Rule #5: Be CONSCIOUS!: Why the caps and bolding? Because this one is SO hard to do. I watched myself slip back into trained Princess mode with Mr. Perfect Timing. It was like riding a…bike. He’s a caretaker and I started to push aside disconnects so he could care for me. And so I could be taken care of. It’s okay to soften and allow someone the pleasure of taking care of me, and it’s okay to be taken care of. Likewise, I can enjoy the pleasure of taking care of someone. But there’s a difference between the care that comes from the Ego playing a role and the care that flows naturally with no agenda. When there’s no agenda the care, the flow of love and acceptance, is so healing and easily appreciated. Whereas care that comes from the Ego is questioned, watched with a cynic’s eye. It doesn’t smell pure. And it hides the true, authentic self. Which leads me to Rule #6…
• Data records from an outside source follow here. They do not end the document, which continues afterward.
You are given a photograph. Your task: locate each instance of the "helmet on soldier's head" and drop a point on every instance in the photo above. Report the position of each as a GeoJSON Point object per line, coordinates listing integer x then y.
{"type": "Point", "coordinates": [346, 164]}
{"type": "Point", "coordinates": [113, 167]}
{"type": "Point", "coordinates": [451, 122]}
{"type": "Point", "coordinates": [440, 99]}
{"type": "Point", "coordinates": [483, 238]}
Rule #6: Be Authentic! I understand what this means now. And it’s easy to do now that I love myself, although I still have to be CONSCIOUS! What I have experienced is that my authentic self, the one I thought wasn’t all that lovable for all those years, is actually pretty much irresistible. You will find the EXACT same thing. When we are as we were always meant to be we are pure love and joy. The result is a phenomenal rate of attraction because we radiate love and light like the stars. Along with a recent uptick in meeting men the old fashioned way – in passing, friends and those I barely know have proposed a date or 6 in the last two weeks alone. Then there was the man who I didn’t know at all who, from my name, tracked me down on Facebook to tell me that he has a friend I HAVE to meet. I’m pretty sure I could get a date at a conference for gay men. Not because I’m any better than anyone else, but because people can actually SEE who I am. I am no longer a shape-shifter, ruled by my Ego who is always trying way too hard to be liked. I’m not on display. I am living life.
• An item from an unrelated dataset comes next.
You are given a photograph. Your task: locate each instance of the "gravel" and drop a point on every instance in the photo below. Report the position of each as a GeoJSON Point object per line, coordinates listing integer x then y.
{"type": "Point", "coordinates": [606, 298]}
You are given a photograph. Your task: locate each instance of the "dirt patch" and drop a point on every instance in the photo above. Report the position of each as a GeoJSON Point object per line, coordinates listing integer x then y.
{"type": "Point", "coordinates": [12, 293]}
And finally, perhaps a rule only meant for me, but it’s key:
Rule #7: DO NOT tell anyone about HGM: Now that I am a ‘legitimate’ writer (although I doubt my former spouse would agree), I don’t have to say that I write an anonymous blog about relationships, which I am certain has colored my encounters to date. I am writing a biography about a remarkable woman who experienced the magic of Afghanistan and the terror, returning to shower love on a country that deserves it despite the atrocities she was made to endure. This part of my life, the HGM part, is only for us now.
One day I may need to confess that I write what I live. I’ll deal with any fallout then.
The Three Wise Traits are more valuable than frankincense, myrrh, platinum and meteors from outer space all rolled into one. I can date without any fear. Fear of being hurt, rejected, misunderstood. I won’t hurt anyone either. They see exactly who I am. Without the Three Wise Traits fully engaged I would be putting myself and The Dudes in harm’s way if I dated. They don’t need to see Mommy in a heap of tears because she got dumped. Or distracted by needing texts and Tinder swipes to make her feel validated.
My Mom was SO right when she said that I need to wait until July 2014 to date. Can you BELIEVE her accuracy???!!! It took this long to get to a point where I am in no way validated by the attention I get from others but by the love I give to myself.
Meet me here. It’s a freaking fabulous place to be.